Market news
07.06.2012, 07:59

Stocks: Wednesday’s review

Asian stocks rose, with the MSCI Asia-Pacific Index heading for its biggest two-day advance in five months, as reports showed Australia’s economy expanded twice as fast as economists estimated and U.S. service industries grew.

Nikkei 225 8,533.53 +151.53 +1.81%

S&P/ASX 200 4,055.3 +11.61 +0.29%

Shanghai Composite 2,302.53 -9.39 -0.41%

Westfield Group, the world’s biggest shopping center operator by assets, advanced 3.5 percent in Sydney.

Sharp Corp., Japan’s largest maker of liquid-crystal displays, rose 6.9 percent.

Tokyo Derica Co., which sells women’s leather handbags, surged 17 percent after canceling a share sale.


European stocks surged the most in six months after the European Central Bank held its benchmark interest rate at a record low and said it’s ready to act if necessary as the growth outlook dims.

ECB President Mario Draghi said officials are ready to add more stimulus to the euro region’s economy if necessary, while damping expectations that another round of three-year funding for banks is imminent.

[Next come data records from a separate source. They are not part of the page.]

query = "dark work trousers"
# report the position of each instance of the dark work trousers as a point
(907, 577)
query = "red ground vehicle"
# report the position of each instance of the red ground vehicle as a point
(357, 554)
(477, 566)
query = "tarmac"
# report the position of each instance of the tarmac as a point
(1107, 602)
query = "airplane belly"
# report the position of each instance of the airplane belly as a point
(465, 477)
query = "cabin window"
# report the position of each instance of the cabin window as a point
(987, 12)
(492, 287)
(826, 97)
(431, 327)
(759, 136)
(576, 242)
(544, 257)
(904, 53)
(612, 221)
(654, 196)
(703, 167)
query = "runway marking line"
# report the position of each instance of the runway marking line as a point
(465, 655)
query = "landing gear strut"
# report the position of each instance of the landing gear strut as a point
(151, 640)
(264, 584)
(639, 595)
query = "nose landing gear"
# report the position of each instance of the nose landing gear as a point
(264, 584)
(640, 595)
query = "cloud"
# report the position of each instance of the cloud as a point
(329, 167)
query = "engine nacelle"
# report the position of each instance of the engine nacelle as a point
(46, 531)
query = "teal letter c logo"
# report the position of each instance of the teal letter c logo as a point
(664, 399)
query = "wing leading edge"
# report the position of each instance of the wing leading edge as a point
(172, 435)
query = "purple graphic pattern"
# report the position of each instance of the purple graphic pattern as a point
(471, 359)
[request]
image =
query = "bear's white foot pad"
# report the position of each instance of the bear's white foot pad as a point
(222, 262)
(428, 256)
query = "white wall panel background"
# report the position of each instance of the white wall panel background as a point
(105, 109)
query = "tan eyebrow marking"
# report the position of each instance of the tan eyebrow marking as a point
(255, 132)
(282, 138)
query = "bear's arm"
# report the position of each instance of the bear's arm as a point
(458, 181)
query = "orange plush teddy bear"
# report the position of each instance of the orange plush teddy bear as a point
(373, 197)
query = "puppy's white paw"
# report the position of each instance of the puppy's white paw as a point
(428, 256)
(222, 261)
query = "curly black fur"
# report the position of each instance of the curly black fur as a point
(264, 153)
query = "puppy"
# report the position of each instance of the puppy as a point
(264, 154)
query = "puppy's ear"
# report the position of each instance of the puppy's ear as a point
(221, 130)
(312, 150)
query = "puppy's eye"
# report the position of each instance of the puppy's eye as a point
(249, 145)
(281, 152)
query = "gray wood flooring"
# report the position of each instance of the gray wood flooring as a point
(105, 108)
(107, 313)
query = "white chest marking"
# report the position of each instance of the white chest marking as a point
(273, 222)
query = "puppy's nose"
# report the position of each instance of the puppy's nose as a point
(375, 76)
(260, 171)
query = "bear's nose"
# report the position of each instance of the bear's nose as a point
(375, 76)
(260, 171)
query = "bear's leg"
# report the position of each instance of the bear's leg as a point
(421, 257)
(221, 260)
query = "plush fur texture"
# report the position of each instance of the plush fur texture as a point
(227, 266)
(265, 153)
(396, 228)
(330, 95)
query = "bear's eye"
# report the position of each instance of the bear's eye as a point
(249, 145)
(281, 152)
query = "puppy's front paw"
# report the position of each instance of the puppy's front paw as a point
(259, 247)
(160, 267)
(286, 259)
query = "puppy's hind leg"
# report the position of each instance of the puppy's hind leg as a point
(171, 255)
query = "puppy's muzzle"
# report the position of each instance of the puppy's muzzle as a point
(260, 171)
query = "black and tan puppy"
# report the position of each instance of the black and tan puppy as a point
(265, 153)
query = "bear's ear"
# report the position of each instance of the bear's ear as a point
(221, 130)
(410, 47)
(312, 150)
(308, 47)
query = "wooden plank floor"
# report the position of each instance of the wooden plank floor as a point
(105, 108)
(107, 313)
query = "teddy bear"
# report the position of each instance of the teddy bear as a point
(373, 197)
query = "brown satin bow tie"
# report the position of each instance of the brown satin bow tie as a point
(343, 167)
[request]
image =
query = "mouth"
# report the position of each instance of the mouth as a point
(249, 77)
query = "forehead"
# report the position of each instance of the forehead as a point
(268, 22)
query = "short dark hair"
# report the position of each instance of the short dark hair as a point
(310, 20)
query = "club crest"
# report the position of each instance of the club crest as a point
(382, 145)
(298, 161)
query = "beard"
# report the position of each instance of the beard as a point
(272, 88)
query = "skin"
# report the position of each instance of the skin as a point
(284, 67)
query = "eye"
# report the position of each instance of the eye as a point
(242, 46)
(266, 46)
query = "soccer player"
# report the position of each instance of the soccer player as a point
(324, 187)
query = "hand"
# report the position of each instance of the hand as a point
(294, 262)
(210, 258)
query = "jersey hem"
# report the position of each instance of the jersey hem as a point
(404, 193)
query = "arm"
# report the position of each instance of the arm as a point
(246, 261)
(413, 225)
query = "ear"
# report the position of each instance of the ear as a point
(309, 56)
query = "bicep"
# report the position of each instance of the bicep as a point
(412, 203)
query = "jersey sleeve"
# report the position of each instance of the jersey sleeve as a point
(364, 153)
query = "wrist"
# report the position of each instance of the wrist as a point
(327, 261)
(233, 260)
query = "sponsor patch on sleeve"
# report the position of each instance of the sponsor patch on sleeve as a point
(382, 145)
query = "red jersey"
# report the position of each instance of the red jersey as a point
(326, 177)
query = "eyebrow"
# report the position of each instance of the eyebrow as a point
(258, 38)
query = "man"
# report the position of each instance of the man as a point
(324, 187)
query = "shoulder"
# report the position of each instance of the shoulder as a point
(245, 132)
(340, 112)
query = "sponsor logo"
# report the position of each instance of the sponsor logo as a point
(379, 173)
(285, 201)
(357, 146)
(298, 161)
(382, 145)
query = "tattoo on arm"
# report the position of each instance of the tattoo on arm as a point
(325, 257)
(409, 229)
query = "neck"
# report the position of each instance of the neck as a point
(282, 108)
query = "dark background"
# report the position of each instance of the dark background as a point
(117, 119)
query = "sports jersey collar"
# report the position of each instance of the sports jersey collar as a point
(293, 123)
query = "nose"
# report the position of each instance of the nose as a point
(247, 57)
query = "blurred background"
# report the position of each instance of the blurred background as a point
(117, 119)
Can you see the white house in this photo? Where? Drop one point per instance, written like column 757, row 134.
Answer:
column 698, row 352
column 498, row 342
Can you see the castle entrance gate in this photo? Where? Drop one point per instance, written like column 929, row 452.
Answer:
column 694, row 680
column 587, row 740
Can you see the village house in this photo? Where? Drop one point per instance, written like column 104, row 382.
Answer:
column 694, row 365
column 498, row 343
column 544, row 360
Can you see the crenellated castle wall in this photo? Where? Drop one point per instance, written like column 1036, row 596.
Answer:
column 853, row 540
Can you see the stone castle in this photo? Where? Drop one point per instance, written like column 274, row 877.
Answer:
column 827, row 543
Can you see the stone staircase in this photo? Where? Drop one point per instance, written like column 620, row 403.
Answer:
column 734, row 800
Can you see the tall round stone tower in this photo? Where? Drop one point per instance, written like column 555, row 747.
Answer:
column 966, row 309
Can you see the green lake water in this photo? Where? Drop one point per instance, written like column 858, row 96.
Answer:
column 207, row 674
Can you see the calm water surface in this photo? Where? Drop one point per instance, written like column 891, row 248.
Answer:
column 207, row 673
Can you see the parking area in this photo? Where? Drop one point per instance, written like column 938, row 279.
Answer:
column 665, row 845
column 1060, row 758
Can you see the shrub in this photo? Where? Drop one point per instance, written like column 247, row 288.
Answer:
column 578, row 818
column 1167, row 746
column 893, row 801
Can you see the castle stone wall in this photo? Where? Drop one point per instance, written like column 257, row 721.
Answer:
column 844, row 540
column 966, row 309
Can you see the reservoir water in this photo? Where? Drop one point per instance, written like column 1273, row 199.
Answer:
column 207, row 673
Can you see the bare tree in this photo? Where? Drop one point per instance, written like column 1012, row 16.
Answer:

National benchmark indexes climbed in all 17 western European markets that were open. Germany’s DAX rose 2.1 percent, while the U.K.’s FTSE 100 gained 2.4 percent in its first day of trading this week after a two-day holiday for the royal jubilee. France’s CAC 40 also rallied 2.4 percent.

A measure of mining companies climbed the most of the industry groups on the Stoxx 600 after copper rose in London. Copper miners Kazakhmys Plc and Vedanta Resources Plc advanced 7.4 percent to 714.5 pence, and 9.1 percent to 963.5 pence, respectively.

Lloyds Banking Group Plc rose 5.2 percent to 27.05 pence after agreeing to sell 809 million pounds of Australian corporate real estate loans to a Morgan Stanley and Blackstone Group LP joint venture for about 388 million pounds in cash.

Royal Ahold NV paced declining shares, falling 4.2 percent to 9.18 euros after the owner of Stop & Shop grocery stores reported first-quarter earnings that missed estimates.


U.S. stocks rallied, giving benchmark indexes their biggest gains in 2012, on speculation global policy makers will take steps to stimulate economic growth.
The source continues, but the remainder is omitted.